Firma der Woche: midge medical : Berlins Medizinlabor zum Mitnehmen

„Unser Labor ist nicht größer als eine Streichholzschachtel“, sagt Geschäftsführer Markus Riester. Außerdem spart die mobile Lösung wertvolle Zeit.

Unter Laborbedingungen. Ein Bluttest kostet oft viel Zeit.
Unter Laborbedingungen. Ein Bluttest kostet oft viel Zeit.Foto: dpa

Bis Blutwerte gemessen sind, vergeht oft wertvolle Zeit – schließlich muss die Probe erst einmal ins Labor gelangen. Das Berliner Medizintechnik-Unternehmen Midge Medical wollte das ändern und hat deshalb ein mobiles Minilabor entwickelt. „Unser Labor ist nicht größer als eine Streichholzschachtel“, sagt Geschäftsführer Markus Riester. „Mit dem Gerät ist neben der Blutentnahme gleich der Bluttest zu machen – so können die Werte des Patienten gleich durch den Arzt vor Ort oder beim Patienten zuhause steril und kostengünstig ermittelt werden.“

Ergebnisse gibt's per App

Dafür haben Riester und sein Team in Zusammenarbeit mit der Technischen Hochschule Wildau das System aus am Markt bewährten Komponenten entwickelt. Das Verfahren basiert auf der etablierten Lateral-Flow-Assay-Technologie (LFA): „Mittels einer Lanzette wird die Haut punktiert, das austretende Blut im Gerät aufbereitet und anschließend auf einen im Gerät integrierten Teststreifen gegeben“, erklärt Riester. „Das Ergebnis kann dann direkt auf dem Smartphone für die Diagnose ausgelesen, analysiert und digitalisiert werden.“ Jedes Gerät ist ein Einwegprodukt, so kann die nötige Hygiene gewährleistet werden.
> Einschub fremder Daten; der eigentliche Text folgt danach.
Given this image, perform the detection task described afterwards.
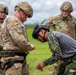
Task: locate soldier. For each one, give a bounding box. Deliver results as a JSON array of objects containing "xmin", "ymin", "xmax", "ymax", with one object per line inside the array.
[
  {"xmin": 43, "ymin": 2, "xmax": 76, "ymax": 75},
  {"xmin": 32, "ymin": 25, "xmax": 76, "ymax": 75},
  {"xmin": 0, "ymin": 4, "xmax": 8, "ymax": 75},
  {"xmin": 0, "ymin": 2, "xmax": 35, "ymax": 75}
]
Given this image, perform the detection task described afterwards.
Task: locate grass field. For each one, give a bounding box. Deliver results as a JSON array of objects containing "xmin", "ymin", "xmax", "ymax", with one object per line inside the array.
[{"xmin": 27, "ymin": 27, "xmax": 53, "ymax": 75}]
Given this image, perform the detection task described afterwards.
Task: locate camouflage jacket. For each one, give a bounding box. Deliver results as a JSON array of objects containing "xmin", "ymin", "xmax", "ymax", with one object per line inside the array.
[
  {"xmin": 44, "ymin": 31, "xmax": 76, "ymax": 65},
  {"xmin": 44, "ymin": 15, "xmax": 76, "ymax": 39},
  {"xmin": 1, "ymin": 15, "xmax": 31, "ymax": 52}
]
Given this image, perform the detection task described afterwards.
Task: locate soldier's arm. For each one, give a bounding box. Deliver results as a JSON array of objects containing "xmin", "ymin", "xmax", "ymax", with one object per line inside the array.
[
  {"xmin": 43, "ymin": 32, "xmax": 62, "ymax": 66},
  {"xmin": 43, "ymin": 17, "xmax": 54, "ymax": 28},
  {"xmin": 7, "ymin": 19, "xmax": 33, "ymax": 52}
]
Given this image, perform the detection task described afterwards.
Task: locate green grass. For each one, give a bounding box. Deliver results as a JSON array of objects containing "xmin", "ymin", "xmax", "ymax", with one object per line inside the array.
[{"xmin": 27, "ymin": 27, "xmax": 53, "ymax": 75}]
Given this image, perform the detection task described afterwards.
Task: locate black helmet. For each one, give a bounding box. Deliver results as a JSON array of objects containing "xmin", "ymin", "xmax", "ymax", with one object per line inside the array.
[{"xmin": 32, "ymin": 24, "xmax": 50, "ymax": 39}]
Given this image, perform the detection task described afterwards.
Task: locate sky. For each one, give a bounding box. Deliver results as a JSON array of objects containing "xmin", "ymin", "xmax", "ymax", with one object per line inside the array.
[{"xmin": 0, "ymin": 0, "xmax": 76, "ymax": 24}]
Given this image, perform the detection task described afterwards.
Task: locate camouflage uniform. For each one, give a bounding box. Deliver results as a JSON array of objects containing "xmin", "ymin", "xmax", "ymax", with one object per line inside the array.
[
  {"xmin": 44, "ymin": 31, "xmax": 76, "ymax": 75},
  {"xmin": 0, "ymin": 4, "xmax": 8, "ymax": 75},
  {"xmin": 0, "ymin": 2, "xmax": 32, "ymax": 75},
  {"xmin": 44, "ymin": 2, "xmax": 76, "ymax": 75}
]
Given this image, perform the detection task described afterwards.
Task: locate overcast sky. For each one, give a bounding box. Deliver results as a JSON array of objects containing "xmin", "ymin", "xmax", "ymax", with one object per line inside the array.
[{"xmin": 0, "ymin": 0, "xmax": 76, "ymax": 23}]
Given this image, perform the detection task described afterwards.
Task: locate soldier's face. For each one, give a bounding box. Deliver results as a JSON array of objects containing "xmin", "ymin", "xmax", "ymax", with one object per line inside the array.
[
  {"xmin": 0, "ymin": 12, "xmax": 6, "ymax": 22},
  {"xmin": 37, "ymin": 30, "xmax": 44, "ymax": 43},
  {"xmin": 20, "ymin": 10, "xmax": 28, "ymax": 22},
  {"xmin": 61, "ymin": 11, "xmax": 71, "ymax": 18}
]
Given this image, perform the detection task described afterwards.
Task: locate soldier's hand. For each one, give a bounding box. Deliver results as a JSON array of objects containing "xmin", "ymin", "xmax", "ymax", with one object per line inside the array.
[
  {"xmin": 36, "ymin": 62, "xmax": 44, "ymax": 71},
  {"xmin": 31, "ymin": 44, "xmax": 35, "ymax": 50}
]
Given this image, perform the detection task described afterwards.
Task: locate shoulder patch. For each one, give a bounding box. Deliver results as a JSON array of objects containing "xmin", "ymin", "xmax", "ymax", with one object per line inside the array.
[{"xmin": 12, "ymin": 20, "xmax": 20, "ymax": 26}]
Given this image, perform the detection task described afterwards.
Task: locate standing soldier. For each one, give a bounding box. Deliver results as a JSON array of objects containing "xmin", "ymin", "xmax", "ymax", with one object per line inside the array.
[
  {"xmin": 1, "ymin": 2, "xmax": 35, "ymax": 75},
  {"xmin": 0, "ymin": 4, "xmax": 8, "ymax": 75},
  {"xmin": 45, "ymin": 2, "xmax": 76, "ymax": 75}
]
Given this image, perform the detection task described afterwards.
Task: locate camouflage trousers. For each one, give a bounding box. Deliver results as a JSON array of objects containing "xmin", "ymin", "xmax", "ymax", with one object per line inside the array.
[
  {"xmin": 53, "ymin": 55, "xmax": 76, "ymax": 75},
  {"xmin": 1, "ymin": 56, "xmax": 30, "ymax": 75}
]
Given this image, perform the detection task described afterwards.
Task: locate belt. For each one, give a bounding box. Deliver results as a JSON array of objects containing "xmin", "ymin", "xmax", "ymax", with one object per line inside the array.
[{"xmin": 0, "ymin": 51, "xmax": 28, "ymax": 57}]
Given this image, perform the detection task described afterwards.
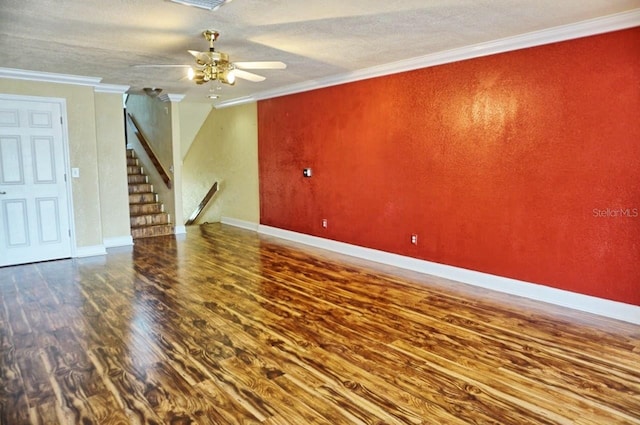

Mit dem System können perspektivisch mehrere Blutwerte gleichzeitig getestet werden. Die erste Anwendung: Das Gerät misst den CRP-Wert im Blut. Der Arzt kann daran erkennen, ob eine Erkrankung bakteriell oder viral verursacht wurde, ob also eine Behandlung mit Antibiotika nötig ist.